A number of notes bear a memorandum stamped across the face of the note stating that they had been exhibited before G. Bonsall under a commission of bankruptcy against the firm, and that a first dividend of 6s. 8d. in the £ had been paid. The memorandum does not bear a date, but it appears that no other dividend was received by the owners of the notes.

==Imitation==

During the late 1960s and early 1970s, Richard Williams of Llandudno issued private banknotes which bore a 2d (2 "old" pence) duty stamp, which he paid for. This meant, in his view, that the notes were "officially" recognised.

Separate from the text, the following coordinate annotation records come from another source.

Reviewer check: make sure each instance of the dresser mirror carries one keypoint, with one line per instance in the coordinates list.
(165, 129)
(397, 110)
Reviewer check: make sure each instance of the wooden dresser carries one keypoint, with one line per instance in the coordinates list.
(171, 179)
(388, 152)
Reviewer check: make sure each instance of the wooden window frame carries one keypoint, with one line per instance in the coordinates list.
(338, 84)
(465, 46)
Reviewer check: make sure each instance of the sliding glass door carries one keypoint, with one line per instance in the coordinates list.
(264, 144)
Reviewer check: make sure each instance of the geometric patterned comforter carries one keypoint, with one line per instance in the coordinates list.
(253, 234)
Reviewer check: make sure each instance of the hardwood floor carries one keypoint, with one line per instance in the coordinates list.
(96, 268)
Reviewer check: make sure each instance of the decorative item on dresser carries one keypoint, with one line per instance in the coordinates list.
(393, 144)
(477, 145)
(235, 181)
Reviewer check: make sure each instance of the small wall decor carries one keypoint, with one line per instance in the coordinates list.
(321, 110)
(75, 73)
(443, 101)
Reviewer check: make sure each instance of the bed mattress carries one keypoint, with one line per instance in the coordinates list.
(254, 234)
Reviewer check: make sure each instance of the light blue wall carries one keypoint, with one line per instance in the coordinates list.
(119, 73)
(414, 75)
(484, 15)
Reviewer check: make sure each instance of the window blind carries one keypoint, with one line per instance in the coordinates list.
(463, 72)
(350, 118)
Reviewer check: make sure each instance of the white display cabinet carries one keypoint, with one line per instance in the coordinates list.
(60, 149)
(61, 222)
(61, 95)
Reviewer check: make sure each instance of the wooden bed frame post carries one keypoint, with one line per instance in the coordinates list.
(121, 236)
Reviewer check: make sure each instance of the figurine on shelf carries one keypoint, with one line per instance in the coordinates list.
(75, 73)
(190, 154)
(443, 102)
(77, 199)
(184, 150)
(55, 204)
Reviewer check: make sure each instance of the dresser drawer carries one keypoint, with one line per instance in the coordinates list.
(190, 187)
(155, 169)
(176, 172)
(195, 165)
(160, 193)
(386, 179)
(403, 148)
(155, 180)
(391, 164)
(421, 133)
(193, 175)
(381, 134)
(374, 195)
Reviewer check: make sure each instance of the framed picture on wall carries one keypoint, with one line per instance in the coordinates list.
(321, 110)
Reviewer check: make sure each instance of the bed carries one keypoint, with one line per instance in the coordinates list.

The first issues were made by "y Prif Trysorfa [sic] Cymru Cyfyngedig" ("the Chief [T]reasury of Wales Ltd"), and the significance of this company name appears to have been overlooked initially by the Stamp Office, as the notes were written in Welsh. It is unlikely that the notes would have been officially stamped – or even that registration of such a company name would have been allowed – if this had been recognised.

When officials demanded that the company name be changed, Williams changed it to "Cwmni y Ddafad Ddu Gymreig Cyfyngedig" (the "Welsh Black Sheep Company Ltd"), a name inspired by the bank note issues of the Aberystwyth & Tregaron Bank. Again, it seems that the Stamp Office was unaware of this historical precedent and the significance of the name. They duly officially stamped these issues also.

==Other Aberystwyth banks==
Other Aberystwyth banks include Bank Y Llong and Aberystwyth Provident Bank for Savings, both had branches on Bridge Street, Aberystwyth.